Authority, Healing and Reconciliation

Our God is Able

For the Lord of hosts has purposed, and who will annul it? His hand is stretched out, and who will turn it back?

Isaiah 4:27

For so many standers, there are times when we start believing the lies of the enemy and begin to waiver in our confidence that the Lord will restore our marriages. We witness our circumstances changing from bad to worse on a daily basis and see the hearts of our prodigal spouses growing harder and harder. For some, the situations are compounded due to the fact that we have failed to exercise restraint and grace while interacting with our husbands and wives. While these events certainly don’t serve to help matters, they are in no way to be seen as a “deal breaker” as it concerns God and His designs for restoration.

I remember a specific event during the course of our separation that for a time, caused me to believe I had ruined my chances for a restored marriage. The memory remains quite vivid in my mind. The specifics won’t be shared here, but in short, I had violated one of the boundaries Amy put in place for me regarding how and when personal interactions would occur. While the motive for my actions were not wrong or sinful, it was nonetheless a misguided move on my part. After the event, I retreated to the place where I was staying and completely broke down, feeling as though all hope had become lost. I fell on my knees and wept uncontrollably thinking that this time I had really done it. I was convinced Amy would never trust me again and there was absolutely nothing that could change things.

In a moment of desperation, I reached out to my pastor who had been counseling me at the time. I tearfully shared what had happened. In a kind and loving way, he responded to my emotionally charged ramblings by assuring me that I didn’t have the power to change God’s will. There was nothing I could do to stop the Lord from achieving what He desired. Hearing this was both comforting and reassuring. I eventually took this truth to heart and gained the correct perspective as it related to the power of myself, versus the power of Almighty God.

When you think about it, the notion that we can blow it, really does seem silly. The One who spoke the world into existence cannot be prevented from bringing about His will. Even if our efforts to thwart God’s plans are intentional, they will ultimately fail. We cannot stop God from accomplishing what He has purposed to do.

It is he who made the earth by his power, who established the world by his wisdom, and by his understanding stretched out the heavens. When he utters his voice, there is a tumult of waters in the heavens, and he makes the mist rise from the ends of the earth. He makes lightning for the rain, and he brings forth the wind from his storehouses.

Jeremiah 10:12-13

It’s not possible for us to control every situation. Even if our motivations and intent are godly and pure, sometimes conflict is unavoidable. This is most certainly the case when dealing with a prodigal spouse who is running from the Lord and looking for every conceivable way to accuse, blame, and mischaracterize our words and actions.
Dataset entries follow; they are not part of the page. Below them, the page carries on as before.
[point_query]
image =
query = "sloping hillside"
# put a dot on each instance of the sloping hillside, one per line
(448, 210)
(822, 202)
I know in those heated moments it becomes so difficult to hold our tongues, but putting on the whole armor of God will serve to protect us from ourselves. With that said, it is of great comfort to know that even if we falter and react with our flesh rather than spirit, God is still faithful to overcome and compensate for our weaknesses and constant missteps.
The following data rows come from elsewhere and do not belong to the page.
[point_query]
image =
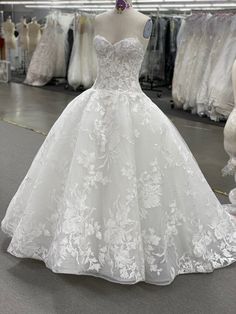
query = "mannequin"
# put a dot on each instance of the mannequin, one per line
(24, 34)
(34, 34)
(8, 32)
(125, 22)
(230, 143)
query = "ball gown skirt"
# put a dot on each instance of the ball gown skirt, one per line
(115, 192)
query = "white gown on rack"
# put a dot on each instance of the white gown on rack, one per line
(115, 192)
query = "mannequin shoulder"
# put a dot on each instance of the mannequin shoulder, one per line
(100, 18)
(145, 24)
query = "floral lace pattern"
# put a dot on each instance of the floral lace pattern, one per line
(114, 190)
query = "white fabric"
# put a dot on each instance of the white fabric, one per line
(83, 67)
(50, 56)
(202, 76)
(114, 190)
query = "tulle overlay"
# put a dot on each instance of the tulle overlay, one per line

If you are experiencing regret, and perhaps even hopelessness right now because of things you have said or done that you feel is jeopardizing your chances for restoration, do not be disheartened. Our God is loving, forgiving, compassionate and long suffering. He knows our weaknesses. He also understands the emotions and inner conflict we face in the heat of battle. There is no part of our identity or existence that escapes Him, and He generously extends His grace to us from a well that never runs dry. May we take comfort in this as our hearts and minds become conformed to His will.